# rental charges



## tonyandjayne (Sep 13, 2009)

hi we are moving over in May 2011 and we will be renting. I am after information about charges will we be asked for any fees when we rent. I have been told that as we are renting we dont as it is the owners that pay the agents all we have to pay is the deposit is this true. Hope someone can inform me.


----------



## Veronica (Apr 5, 2008)

tonyandjayne said:


> hi we are moving over in May 2011 and we will be renting. I am after information about charges will we be asked for any fees when we rent. I have been told that as we are renting we dont as it is the owners that pay the agents all we have to pay is the deposit is this true. Hope someone can inform me.


Lets just say if an agent asks you for a fee for finding y ou a place you should walk away. There are a few unscrupulous agents who do try it but as the owner pays the agents fee you should not pay anything.
You will be expected to pay a months deposit plus one months rent in advance. The deposit is returned to you when you leave if there is no damage to be paid for.
You may also have to foreit your deposit if you leave early without giving a good prior notice.

Regards
Veronica


----------



## steveg63 (Sep 5, 2010)

tonyandjayne said:


> hi we are moving over in May 2011 and we will be renting. I am after information about charges will we be asked for any fees when we rent. I have been told that as we are renting we dont as it is the owners that pay the agents all we have to pay is the deposit is this true. Hope someone can inform me.


Hi Tony and Jayne, we have recently signed our contract for the rent of a 4bed villa in Peyia, as were are not coming over until March but wanted to reserve the villa we paid 1 months rental as deposit and 4 months rent 'up front'. Normally we would have paid the 1 month deposit and 1 month upfront,

If you want any more info just let me know.

Steve


----------



## HBC123 (Aug 17, 2010)

*Bungalow to rent peyia*

Hi there

My mother is deserately wanting to rent her bungalow in Peyia as she is still wanting to move back to the UK.

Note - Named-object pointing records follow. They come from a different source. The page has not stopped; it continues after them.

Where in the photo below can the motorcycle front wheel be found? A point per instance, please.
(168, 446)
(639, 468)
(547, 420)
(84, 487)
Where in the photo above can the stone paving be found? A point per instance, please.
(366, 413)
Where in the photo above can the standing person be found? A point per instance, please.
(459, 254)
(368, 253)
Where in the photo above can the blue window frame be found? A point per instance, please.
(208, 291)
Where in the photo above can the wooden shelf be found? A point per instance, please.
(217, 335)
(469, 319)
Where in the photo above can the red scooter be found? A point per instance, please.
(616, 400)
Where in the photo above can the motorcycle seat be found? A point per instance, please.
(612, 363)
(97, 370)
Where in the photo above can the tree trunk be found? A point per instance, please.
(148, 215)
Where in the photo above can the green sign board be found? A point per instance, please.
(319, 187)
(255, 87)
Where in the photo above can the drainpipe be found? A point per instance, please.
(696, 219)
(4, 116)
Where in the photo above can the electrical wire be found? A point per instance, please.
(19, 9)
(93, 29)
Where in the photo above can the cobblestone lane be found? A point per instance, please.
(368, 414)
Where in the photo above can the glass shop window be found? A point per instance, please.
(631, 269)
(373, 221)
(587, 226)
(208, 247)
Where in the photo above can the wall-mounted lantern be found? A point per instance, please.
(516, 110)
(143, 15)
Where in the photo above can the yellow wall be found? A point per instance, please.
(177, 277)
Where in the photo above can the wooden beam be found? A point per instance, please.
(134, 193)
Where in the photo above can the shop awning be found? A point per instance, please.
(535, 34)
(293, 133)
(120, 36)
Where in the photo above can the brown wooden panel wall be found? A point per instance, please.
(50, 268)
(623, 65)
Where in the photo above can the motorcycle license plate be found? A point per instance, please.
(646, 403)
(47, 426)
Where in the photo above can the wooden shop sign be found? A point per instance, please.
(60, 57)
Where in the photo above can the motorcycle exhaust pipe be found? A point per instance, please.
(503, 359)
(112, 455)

She does have it up or rent on a friends website but looking for some advice to gain a quicker rent!!!

Thanks

Helen


----------



## mickred (Sep 18, 2011)

*rental*



HBC123 said:


> Hi there
> 
> My mother is deserately wanting to rent her bungalow in Peyia as she is still wanting to move back to the UK.
> 
> ...


Hi,
Only just joined the forum as my wife and I are looking to move to cyprus early next year on a one year trial basis.
Your mother as probably rented by now but if not what price would it be per month?
regards
Mick


----------